Friday, Aug. 26, 1966

A Lot of Horses

The" U.S. has managed to pry the Davis Cup out of Australia's brawny arms exactly three times in the past 16 years. And four times the U.S. team went down even before the Challenge Round, including last year, when it lost fo Spain., No one is claiming the silverware this year--not quite yet, anyway. But the gloom is beginning to brighten. Last week, in the American Zone finals in Cleveland, the U.S. walloped a powerful Mexican squad 5-0, and the heroes were a pair of eager youngsters with little or no Davis Cup experience.

The only veteran on the team was Dennis ("The Menace") Ralston, 24, who ranks No. 1 in the U.S. and plays like it when he can keep a lid on his temper. Last week the only menacing thing about Dennis was his game. Mixing riflelike base-line shots with lobs, he ran Mexico's Star Rafael Osuna, 27, into the ground with a four-set victory.

The real surprise was Clark Graebner, 22, a gangly, bespectacled Ohioan, who ranks only No. 13 in the U.S.--though he did beat the world's No. 2 and No. 3 players, Australia's Roy Emerson and Fred Stolle, to win a tournament Down Under last year. Up to now, Graebner's trouble has been a relatively weak backhand, which has kept him from a Davis Cup singles berth. At Cleveland last week, he had the backhand to go with his searing forehand and serve. In the first singles match, he beat Mexico's Joaquin Loyo-Mayo 6-0, 4-6, 6-1, 3-6, 6-3, then went out next day with Ralston in the doubles and took only 59 minutes to demolish Osuna and Loyo-Mayo 6-1, 6-4, 6-0. That clinched the best out of five series.

Graebner was not through proving how far he has come. Drawing Osuna in the second series of singles, he treated the home folks in Cleveland to the best tennis of the entire match, acing the Mexican eight times with his slashing serve, and outshooting him with deft passing drives in straight sets, 6-3, 6-4, 6-4. To cap it off, 19-year-old Cliff Richey, the U.S. clay-court champion (TIME, July 29), made his own Davis Cup debut in the other singles by beating Mexico's Marcelo Lara in a grueling four-set match 11-13, 6-0, 10-8, 6-4.

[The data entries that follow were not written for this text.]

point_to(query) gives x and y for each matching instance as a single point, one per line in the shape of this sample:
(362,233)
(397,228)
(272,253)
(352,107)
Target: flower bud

The U.S. now goes against Brazil in the Interzone semifinals this fall. By then there will be another rising star on the squad: Arthur Ashe, 23, ranked No. 2, and a Forest Hills semifinalist last year, who has just finished a tour in the Army. "We've got a long way to go," says George MacCall, the U.S. nonplaying captain. "But for once we've got a lot of horses."